Measured 1.21 amps at 125 volts. That converts to 150 watts, which goes a long way towards explaining why the output doesn’t seem anywhere near its claims and doesn’t get hot at all. It’s pretty crazy to think that I could run 15-16 of these from a single outlet where before I could only run a single 500Wx2 halogen light.

Just over a third of its rating? That is crazy! :open_mouth:

So… what kind of mod are you going to do to it, now that you know that it’s so under-driven? Driver upgrade only?

I’ll try finding equally bad, but super inexpensive, drivers to run in parallel to double current. Maybe at some point in the future I’ll get extra emitters and optics, then go back to one driver per emitter. It’ll still use 300 watts, but should be slightly more efficient, plus I can mix tints to get closer to 5000k.

How bright do you think the LED light is now? 10000 lumen? Why not just keep the driver and buy a few COB LEDs? Buy two 100 watt COBs? Should be good for about 16000 lumen! Almost as much as the halogen and less then half the power?

Probably 20 thousand lumens. I’m open to ideas as long as they don’t cost much, otherwise I’ll get a second light. I may but those leds when I but the drivers since it doesn’t cost much more, but that mod would require optics, and I might have to machine a spacer.

I think COBs do not need optics it will just be super floody using the current reflector you have?

To me your pic of the halogen looks a lot brighter.

So, buying a better driver, so that you can run one 100w driver per emitter, is not up for consideration? Connecting multiple drivers to each LED may be a problem for the electronics. If you want to go cheap, buy transformers and rectifiers! :smiley:

The halogen certainly has a more intense hotshot. at least one of the lights were slightly pointing upwards, where the led was pointing up by roughly 10 degrees from horizontal. This is the design I’ll go for if I add emitters.

http://www.ebay.com/itm/272385350497

I think texaspyro has some threads about using those reflectors in his projects.

Wow that pricing lol! Can you tell what brand the current LEDs are in the light? Any model numbers?

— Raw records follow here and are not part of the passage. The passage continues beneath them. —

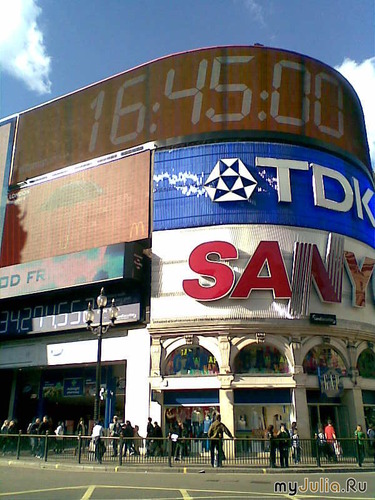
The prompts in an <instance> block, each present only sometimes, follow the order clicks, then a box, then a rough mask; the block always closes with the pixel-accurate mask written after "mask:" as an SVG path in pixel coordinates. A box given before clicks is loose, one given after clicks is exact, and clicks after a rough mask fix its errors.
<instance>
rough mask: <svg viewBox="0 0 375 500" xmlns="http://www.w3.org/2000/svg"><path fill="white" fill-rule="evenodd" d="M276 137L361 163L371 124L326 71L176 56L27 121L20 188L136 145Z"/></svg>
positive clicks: (345, 88)
mask: <svg viewBox="0 0 375 500" xmlns="http://www.w3.org/2000/svg"><path fill="white" fill-rule="evenodd" d="M233 133H236V137H239V138H241V137H242V138H252V137H256V138H257V139H260V138H265V139H270V138H274V139H276V140H282V141H284V140H286V141H288V142H290V141H292V142H294V143H303V144H305V145H306V144H307V145H313V146H318V147H325V148H328V149H329V150H331V151H335V152H337V151H339V152H341V153H343V154H345V153H346V154H347V155H349V156H350V157H354V158H357V159H358V160H359V161H360V162H361V163H362V164H364V165H366V166H367V167H368V168H369V169H371V166H370V160H369V152H368V145H367V139H366V131H365V126H364V118H363V112H362V108H361V105H360V102H359V99H358V97H357V95H356V93H355V92H354V90H353V88H352V87H351V86H350V85H349V83H348V82H347V80H345V78H344V77H343V76H342V75H341V74H340V73H338V72H337V71H335V70H334V69H332V68H330V67H329V66H326V65H325V64H323V63H321V62H319V61H317V60H314V59H311V58H308V57H306V56H303V55H300V54H296V53H294V52H288V51H282V50H277V49H271V48H266V47H254V46H248V47H214V48H209V49H202V50H195V51H191V52H186V53H182V54H176V55H173V56H169V57H166V58H163V59H160V60H157V61H154V62H151V63H148V64H145V65H143V66H140V67H138V68H136V69H133V70H130V71H127V72H125V73H122V74H120V75H116V76H114V77H112V78H109V79H107V80H105V81H102V82H100V83H98V84H95V85H92V86H90V87H87V88H85V89H83V90H80V91H77V92H75V93H73V94H70V95H68V96H66V97H64V98H61V99H57V100H55V101H53V102H51V103H49V104H46V105H44V106H41V107H39V108H36V109H34V110H31V111H29V112H26V113H23V114H21V115H20V121H19V127H18V139H17V145H16V154H15V163H14V169H13V177H12V183H13V184H16V183H18V182H20V181H23V180H25V179H26V178H32V177H36V176H39V175H42V174H45V173H47V172H51V171H54V170H57V169H60V168H64V167H66V166H69V165H73V164H76V163H80V162H83V161H86V160H88V159H90V158H94V157H98V156H102V155H105V154H108V153H111V152H114V151H120V150H124V149H128V148H131V147H133V146H135V145H139V144H144V143H146V142H153V141H156V142H158V144H167V145H168V144H174V143H176V142H188V141H197V140H199V139H202V138H203V139H205V138H219V139H225V138H226V137H233Z"/></svg>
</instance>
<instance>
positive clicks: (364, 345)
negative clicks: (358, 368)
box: [355, 341, 375, 366]
mask: <svg viewBox="0 0 375 500" xmlns="http://www.w3.org/2000/svg"><path fill="white" fill-rule="evenodd" d="M367 349H371V350H372V351H373V352H375V350H374V347H372V346H371V344H369V343H368V342H367V341H362V342H360V343H359V344H358V345H357V349H356V356H355V365H356V366H357V364H358V359H359V357H360V355H361V354H362V353H363V351H366V350H367Z"/></svg>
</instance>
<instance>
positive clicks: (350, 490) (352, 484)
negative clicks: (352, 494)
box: [273, 477, 367, 496]
mask: <svg viewBox="0 0 375 500" xmlns="http://www.w3.org/2000/svg"><path fill="white" fill-rule="evenodd" d="M273 491H274V493H287V494H288V495H290V496H294V495H297V494H299V493H317V494H320V495H322V494H324V493H350V492H355V493H364V492H365V491H367V482H366V481H358V480H357V479H355V478H354V477H349V478H348V479H346V481H345V482H344V483H343V484H341V483H340V482H339V481H332V480H330V479H329V478H328V477H320V478H319V479H309V478H308V477H305V478H303V480H302V481H301V482H299V481H276V482H275V483H274V488H273Z"/></svg>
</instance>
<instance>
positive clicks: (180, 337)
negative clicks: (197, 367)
mask: <svg viewBox="0 0 375 500" xmlns="http://www.w3.org/2000/svg"><path fill="white" fill-rule="evenodd" d="M202 339H203V338H198V337H197V336H194V337H192V336H185V337H179V338H178V339H168V340H167V341H165V343H164V345H163V347H164V349H163V351H164V353H163V359H162V363H161V376H162V377H165V376H170V375H172V373H168V371H169V367H168V363H170V361H171V357H172V356H173V355H174V354H175V355H176V356H178V354H179V353H177V351H180V350H181V349H184V348H185V347H186V349H187V350H189V349H191V350H193V351H194V350H198V348H201V349H203V351H204V354H206V353H207V357H208V360H209V359H210V356H212V357H213V358H214V359H215V362H213V363H209V364H210V365H214V366H215V367H216V365H217V370H216V368H214V373H209V374H218V373H219V371H220V363H219V360H218V358H217V356H216V354H215V353H214V352H213V351H216V352H218V349H217V347H216V349H212V347H213V344H212V342H211V343H210V342H205V340H203V342H202ZM216 344H217V342H216ZM196 369H197V368H196V367H195V368H194V372H195V370H196ZM194 374H196V373H194ZM184 375H186V376H188V375H189V374H188V373H186V374H184ZM184 375H182V376H184ZM198 375H199V373H198ZM201 375H204V373H201Z"/></svg>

I wonder if you could fit 4 of these in? You would have to lower the voltage but the amperage is correct.
https://www.fasttech.com/products/0/10013316/2250000-cree-cxa2530-60w-4000k-6000lm-cob-led-array

I’ll have to open it up again,but I’m sure it’s not cree. I don’t think those cxa emitter make sense for this light, but I may use them in an insane flashlight project. There’s plenty of room. When I get the FLIR, I’ll add a picture with both lights so you can see how huge it is.

You could always try one of these.

Not sure that would fit unless I used that to drive everything, but then there’s no room for additional drivers if this also fails to meet its rating. There are two compartments instead of one.

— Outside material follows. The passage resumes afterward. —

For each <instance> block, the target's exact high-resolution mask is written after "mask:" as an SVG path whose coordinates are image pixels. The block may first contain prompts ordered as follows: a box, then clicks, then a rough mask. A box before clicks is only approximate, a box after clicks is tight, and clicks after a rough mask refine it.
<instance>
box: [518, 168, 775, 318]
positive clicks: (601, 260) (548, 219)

I’d like to see if the drivers in my light can be modded.

Cree CXA2530 60W 4000K 6000LM COB LED Array Emitter

Real Cree stuff, specs you can rely on. :STEVE:

Possible AC drivers:

http://www.ebay.com/itm/5pcs-Constant-Current-Driver-10-18pcs-3W-High-Power-LED-AC85-265V-40w-600mA-/231676178451

http://www.ebay.com/itm/Constant-Current-Driver-10-18pcs-3W-High-Power-LED-AC85-265V-40w-600mA-/221873496465

Two per COB emitter should do nice without being overbearing (≈1,2A). Of course, there may be cheaper options.

Cheers ^:)

Brown Santa dropped off a FLIR One today. Here’s the video of a moment after startup to about 4 minutes. I like that it hardly gets warm. I recorded 43°C/109°F behind the center emitters, 35°C/95°F at the bezel. My wild guess at the room temperature is 18°C/65°F.

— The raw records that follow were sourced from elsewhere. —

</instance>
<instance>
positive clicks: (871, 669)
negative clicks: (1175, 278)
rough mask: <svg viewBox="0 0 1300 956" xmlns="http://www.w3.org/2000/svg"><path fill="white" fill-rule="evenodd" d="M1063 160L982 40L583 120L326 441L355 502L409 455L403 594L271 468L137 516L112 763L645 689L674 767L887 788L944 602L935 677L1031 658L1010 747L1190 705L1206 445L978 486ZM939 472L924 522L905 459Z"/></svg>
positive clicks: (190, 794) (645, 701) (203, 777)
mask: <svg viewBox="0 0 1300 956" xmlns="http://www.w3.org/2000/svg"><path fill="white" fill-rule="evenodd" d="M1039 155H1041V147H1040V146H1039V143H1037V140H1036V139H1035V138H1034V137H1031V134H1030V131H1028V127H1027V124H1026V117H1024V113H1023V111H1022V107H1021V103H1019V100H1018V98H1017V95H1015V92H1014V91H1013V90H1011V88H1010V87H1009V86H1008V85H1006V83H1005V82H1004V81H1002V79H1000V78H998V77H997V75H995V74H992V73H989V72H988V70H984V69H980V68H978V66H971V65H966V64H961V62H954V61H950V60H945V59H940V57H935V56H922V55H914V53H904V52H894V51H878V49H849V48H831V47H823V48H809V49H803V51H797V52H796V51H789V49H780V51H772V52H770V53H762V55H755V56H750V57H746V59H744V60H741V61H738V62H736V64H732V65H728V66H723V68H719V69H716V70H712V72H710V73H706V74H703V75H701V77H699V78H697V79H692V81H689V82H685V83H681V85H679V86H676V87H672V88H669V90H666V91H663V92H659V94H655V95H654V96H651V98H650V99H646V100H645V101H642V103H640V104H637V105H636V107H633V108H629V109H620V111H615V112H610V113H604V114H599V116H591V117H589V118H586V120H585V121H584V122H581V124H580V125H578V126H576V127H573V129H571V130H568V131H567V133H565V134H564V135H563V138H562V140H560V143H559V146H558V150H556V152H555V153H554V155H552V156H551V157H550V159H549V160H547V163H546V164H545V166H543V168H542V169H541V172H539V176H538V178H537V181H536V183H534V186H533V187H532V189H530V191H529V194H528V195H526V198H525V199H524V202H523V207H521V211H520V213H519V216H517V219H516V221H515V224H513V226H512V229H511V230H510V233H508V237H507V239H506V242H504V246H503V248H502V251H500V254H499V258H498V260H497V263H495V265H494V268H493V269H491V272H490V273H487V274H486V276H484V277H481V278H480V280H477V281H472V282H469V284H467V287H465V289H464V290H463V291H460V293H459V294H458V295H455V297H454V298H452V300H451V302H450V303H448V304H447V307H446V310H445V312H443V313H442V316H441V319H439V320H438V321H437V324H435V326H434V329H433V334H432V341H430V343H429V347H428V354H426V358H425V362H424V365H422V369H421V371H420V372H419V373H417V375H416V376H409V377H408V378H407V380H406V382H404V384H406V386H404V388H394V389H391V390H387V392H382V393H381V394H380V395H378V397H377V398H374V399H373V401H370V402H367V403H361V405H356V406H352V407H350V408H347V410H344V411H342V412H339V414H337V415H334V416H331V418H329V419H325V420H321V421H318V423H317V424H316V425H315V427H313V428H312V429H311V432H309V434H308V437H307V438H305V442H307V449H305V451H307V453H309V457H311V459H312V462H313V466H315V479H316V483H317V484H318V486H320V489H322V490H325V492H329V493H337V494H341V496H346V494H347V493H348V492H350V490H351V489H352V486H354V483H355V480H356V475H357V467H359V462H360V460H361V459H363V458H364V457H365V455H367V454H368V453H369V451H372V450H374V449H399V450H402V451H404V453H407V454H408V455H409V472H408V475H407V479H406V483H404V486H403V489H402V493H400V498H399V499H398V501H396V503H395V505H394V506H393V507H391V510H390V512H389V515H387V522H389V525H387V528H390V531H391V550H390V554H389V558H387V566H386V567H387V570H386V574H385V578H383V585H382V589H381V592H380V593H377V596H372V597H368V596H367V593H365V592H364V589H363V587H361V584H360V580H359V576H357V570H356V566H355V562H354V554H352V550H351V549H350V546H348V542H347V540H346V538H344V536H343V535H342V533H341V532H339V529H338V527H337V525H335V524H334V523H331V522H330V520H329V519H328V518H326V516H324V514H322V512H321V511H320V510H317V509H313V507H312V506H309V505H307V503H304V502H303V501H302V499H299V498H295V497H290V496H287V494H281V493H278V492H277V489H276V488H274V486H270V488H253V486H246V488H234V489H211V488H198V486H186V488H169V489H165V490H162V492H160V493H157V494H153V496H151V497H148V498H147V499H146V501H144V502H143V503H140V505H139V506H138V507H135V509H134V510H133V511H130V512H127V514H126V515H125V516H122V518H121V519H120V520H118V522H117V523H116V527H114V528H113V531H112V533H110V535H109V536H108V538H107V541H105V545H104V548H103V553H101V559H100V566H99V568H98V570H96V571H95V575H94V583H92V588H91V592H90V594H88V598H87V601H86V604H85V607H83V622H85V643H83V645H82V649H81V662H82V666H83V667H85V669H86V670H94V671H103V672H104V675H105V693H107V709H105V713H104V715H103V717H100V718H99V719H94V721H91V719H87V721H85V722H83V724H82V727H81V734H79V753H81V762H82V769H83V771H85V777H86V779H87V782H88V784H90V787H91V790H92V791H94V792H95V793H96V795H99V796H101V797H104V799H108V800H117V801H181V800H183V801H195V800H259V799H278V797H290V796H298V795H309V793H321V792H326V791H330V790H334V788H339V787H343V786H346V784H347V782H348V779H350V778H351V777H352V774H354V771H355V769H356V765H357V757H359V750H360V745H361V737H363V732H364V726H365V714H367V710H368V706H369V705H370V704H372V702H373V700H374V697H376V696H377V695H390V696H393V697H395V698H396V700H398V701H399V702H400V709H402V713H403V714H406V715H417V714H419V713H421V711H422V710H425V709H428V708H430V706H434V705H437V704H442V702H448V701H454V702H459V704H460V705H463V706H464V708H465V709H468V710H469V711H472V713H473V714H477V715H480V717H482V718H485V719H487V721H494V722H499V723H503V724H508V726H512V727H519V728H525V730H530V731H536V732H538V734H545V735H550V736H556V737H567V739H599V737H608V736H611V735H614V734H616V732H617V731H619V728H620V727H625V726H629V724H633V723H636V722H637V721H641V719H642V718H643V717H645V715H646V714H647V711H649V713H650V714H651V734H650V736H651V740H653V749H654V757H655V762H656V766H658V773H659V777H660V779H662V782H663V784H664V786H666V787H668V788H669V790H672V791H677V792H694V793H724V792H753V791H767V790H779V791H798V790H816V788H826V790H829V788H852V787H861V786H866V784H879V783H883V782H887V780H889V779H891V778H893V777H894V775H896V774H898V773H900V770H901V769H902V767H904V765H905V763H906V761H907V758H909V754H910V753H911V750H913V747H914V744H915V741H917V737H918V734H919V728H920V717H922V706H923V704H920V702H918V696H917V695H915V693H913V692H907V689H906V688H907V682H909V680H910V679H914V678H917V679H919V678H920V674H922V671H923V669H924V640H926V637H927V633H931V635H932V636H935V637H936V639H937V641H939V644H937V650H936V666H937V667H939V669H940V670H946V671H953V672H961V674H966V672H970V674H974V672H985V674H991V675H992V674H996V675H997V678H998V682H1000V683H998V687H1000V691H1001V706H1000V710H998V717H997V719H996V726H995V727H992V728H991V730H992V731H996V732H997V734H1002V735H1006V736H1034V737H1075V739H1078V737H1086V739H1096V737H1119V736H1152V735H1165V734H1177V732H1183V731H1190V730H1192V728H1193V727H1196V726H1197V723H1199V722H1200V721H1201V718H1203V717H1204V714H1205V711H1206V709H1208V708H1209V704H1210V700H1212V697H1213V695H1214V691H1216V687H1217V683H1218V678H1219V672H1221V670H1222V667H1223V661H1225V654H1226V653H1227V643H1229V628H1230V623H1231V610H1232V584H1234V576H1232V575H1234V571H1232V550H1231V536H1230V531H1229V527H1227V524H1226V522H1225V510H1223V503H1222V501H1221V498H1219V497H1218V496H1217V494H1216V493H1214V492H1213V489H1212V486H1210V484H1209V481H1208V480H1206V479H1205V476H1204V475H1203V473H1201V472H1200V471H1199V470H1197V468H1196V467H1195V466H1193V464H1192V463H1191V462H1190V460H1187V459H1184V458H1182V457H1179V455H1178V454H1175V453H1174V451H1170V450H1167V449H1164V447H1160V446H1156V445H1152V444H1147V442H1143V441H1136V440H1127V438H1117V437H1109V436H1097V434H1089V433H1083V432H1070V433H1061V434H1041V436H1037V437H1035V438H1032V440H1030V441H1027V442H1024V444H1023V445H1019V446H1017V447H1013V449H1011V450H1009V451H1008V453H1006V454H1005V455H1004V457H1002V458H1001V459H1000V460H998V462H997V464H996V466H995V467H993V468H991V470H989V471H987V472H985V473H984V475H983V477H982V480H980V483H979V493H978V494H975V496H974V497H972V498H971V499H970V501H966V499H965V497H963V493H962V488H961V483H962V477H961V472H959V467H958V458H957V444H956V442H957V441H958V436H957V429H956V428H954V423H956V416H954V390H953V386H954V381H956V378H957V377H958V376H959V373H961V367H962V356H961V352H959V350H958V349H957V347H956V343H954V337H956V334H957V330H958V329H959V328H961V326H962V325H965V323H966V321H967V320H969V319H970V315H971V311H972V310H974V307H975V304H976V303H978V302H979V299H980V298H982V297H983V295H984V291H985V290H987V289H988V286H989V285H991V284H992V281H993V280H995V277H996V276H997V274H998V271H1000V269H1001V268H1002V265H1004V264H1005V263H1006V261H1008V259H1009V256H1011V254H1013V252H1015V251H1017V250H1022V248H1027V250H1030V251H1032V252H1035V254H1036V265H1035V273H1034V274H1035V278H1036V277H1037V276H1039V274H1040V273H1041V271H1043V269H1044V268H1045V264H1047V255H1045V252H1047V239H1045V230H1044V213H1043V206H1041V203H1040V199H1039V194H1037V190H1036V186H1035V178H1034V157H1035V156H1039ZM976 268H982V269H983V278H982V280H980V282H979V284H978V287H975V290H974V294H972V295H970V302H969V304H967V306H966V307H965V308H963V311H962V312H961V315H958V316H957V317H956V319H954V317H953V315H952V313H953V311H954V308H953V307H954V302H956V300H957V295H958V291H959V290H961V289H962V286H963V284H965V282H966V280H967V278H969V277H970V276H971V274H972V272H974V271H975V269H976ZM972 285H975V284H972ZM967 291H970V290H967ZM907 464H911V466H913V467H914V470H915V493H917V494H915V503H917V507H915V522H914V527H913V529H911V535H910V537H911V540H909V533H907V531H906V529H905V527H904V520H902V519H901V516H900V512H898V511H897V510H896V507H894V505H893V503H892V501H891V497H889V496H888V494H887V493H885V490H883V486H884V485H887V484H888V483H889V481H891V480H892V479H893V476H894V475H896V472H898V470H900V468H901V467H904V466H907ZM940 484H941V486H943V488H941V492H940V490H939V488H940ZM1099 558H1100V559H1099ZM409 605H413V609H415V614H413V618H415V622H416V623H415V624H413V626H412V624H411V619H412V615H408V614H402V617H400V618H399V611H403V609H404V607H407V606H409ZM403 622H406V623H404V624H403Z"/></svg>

I thought perhaps the sensor was saturated, so I passed my hand through the video a couple of times to compare against body temperature. I suspect the shelf under the emitters is thin, which is why they are so easy to see. If I mod this to a 8x 100W light, I’ll have a thick plate of aluminum between the emitters and the shelf, and I can’t wait to see what that thermal image looks like.

Pro tip: Some platforms allow Youtube videos to be sped up 2x.